Apple and Facebook issued cautious outlooks due to tough yr/yr comparisons while Amazon went as far as providing below-consensus revenue guidance for the third quarter. This fit nicely with the peak growth narrative, which was reinforced by mixed economic data and the continued spread of the Delta variant.
New home sales for June, durable goods orders for June, and the advance estimate for Q2 GDP each missed expectations.

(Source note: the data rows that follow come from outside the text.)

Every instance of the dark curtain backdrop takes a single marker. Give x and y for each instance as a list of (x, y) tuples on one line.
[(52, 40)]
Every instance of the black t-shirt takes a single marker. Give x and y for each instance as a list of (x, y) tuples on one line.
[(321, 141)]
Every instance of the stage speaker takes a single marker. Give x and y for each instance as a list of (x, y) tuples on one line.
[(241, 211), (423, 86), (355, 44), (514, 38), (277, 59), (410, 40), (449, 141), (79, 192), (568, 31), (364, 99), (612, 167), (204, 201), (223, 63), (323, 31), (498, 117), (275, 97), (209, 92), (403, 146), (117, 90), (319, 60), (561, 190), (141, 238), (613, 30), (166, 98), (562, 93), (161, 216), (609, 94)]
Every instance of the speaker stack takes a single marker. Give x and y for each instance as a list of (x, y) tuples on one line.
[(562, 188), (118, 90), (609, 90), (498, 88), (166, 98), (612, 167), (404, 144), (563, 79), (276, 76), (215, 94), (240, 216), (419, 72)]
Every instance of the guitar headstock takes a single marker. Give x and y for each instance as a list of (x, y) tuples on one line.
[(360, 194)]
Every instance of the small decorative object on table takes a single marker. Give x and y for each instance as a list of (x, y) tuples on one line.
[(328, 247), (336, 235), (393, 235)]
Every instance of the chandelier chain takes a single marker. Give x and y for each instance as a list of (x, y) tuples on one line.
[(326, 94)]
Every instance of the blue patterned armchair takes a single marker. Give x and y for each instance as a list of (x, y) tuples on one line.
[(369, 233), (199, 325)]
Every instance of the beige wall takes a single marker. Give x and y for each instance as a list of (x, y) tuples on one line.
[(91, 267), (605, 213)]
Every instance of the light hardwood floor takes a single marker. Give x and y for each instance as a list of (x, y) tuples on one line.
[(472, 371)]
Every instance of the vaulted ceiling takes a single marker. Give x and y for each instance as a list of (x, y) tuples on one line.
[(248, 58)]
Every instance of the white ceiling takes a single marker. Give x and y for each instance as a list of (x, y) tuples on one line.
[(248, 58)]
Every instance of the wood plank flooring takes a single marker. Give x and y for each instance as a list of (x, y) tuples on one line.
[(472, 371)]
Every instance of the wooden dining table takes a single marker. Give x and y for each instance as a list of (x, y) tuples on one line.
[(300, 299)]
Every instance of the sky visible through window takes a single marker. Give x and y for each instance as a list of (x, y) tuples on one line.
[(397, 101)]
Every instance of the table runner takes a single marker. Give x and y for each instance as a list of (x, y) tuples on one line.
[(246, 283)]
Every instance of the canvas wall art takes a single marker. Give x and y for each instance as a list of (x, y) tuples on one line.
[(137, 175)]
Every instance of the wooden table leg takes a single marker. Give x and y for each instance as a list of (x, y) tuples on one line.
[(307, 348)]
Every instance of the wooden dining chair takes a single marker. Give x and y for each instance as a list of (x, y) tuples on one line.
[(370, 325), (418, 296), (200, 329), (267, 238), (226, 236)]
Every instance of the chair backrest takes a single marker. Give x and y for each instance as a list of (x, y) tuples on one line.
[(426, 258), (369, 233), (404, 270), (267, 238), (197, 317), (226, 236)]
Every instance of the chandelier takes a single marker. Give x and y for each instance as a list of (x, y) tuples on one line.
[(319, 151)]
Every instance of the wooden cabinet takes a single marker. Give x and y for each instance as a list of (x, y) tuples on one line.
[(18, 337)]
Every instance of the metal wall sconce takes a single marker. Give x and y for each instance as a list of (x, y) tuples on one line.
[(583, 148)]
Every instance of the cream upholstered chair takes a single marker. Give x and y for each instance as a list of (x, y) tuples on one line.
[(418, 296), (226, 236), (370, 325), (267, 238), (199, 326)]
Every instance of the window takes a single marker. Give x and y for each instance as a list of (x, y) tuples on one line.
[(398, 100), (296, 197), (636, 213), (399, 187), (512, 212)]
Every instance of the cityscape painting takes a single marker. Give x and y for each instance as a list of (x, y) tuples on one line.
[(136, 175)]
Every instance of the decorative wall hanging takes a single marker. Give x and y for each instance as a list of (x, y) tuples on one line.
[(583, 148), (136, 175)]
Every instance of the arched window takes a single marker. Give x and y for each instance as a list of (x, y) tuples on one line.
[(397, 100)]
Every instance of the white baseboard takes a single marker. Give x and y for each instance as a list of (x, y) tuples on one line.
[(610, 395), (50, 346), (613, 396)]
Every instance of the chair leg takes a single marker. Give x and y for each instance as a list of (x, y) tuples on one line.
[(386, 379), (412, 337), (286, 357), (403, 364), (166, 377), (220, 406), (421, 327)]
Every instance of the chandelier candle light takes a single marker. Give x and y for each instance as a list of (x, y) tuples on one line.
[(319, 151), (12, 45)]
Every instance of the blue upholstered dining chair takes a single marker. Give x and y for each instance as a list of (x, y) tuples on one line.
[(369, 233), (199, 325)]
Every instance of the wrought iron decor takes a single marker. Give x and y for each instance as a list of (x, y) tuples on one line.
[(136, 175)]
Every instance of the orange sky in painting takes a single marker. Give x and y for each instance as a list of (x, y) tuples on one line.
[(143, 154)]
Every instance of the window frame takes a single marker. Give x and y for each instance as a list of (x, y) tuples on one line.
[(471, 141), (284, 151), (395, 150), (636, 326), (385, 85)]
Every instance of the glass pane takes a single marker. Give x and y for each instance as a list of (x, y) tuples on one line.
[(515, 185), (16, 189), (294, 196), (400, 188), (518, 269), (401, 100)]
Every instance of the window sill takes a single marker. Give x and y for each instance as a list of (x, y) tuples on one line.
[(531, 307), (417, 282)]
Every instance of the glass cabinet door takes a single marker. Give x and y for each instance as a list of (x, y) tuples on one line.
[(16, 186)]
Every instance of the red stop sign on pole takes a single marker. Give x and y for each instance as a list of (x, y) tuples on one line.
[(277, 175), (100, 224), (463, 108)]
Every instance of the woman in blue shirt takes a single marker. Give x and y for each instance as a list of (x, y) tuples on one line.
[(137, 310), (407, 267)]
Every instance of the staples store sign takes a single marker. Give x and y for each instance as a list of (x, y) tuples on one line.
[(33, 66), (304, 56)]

On the plus side, Q2 GDP still increased at a robust annual rate of 6.5% (Briefing.com consensus 8.5%), the consumer confidence report for July was better than expected, and the Personal Income and Spending report for June featured better-than-expected spending data and better-than-feared PCE price inflation data.
Despite the mega-cap losses, the market hung in there, as the Fed made no changes to its extraordinarily accommodative policy stance. Fed Chair Powell took it one step further and said there's still some time until substantial further progress has been made towards reaching the Fed's employment goal.
Fed Chair Powell's observation was conducive for risk sentiment, and while it may not have looked like it from an index perspective, seven of the 11 S&P 500 sectors did close in positive territory. The mega-caps pressured three of those sectors -- consumer discretionary (-2.6%), communication services (-1.0%), and information technology (-0.7%).
The materials (+2.8%) and energy (+1.6%) sectors posted decent gains while the financials (+0.7%), health care (+0.5%), real estate (+0.3%), utilities (+0.3%), and consumer staples (+0.2%) sectors rose modestly.
The 10-yr yield decreased five basis points to 1.24%, underscoring peak growth/inflation expectations.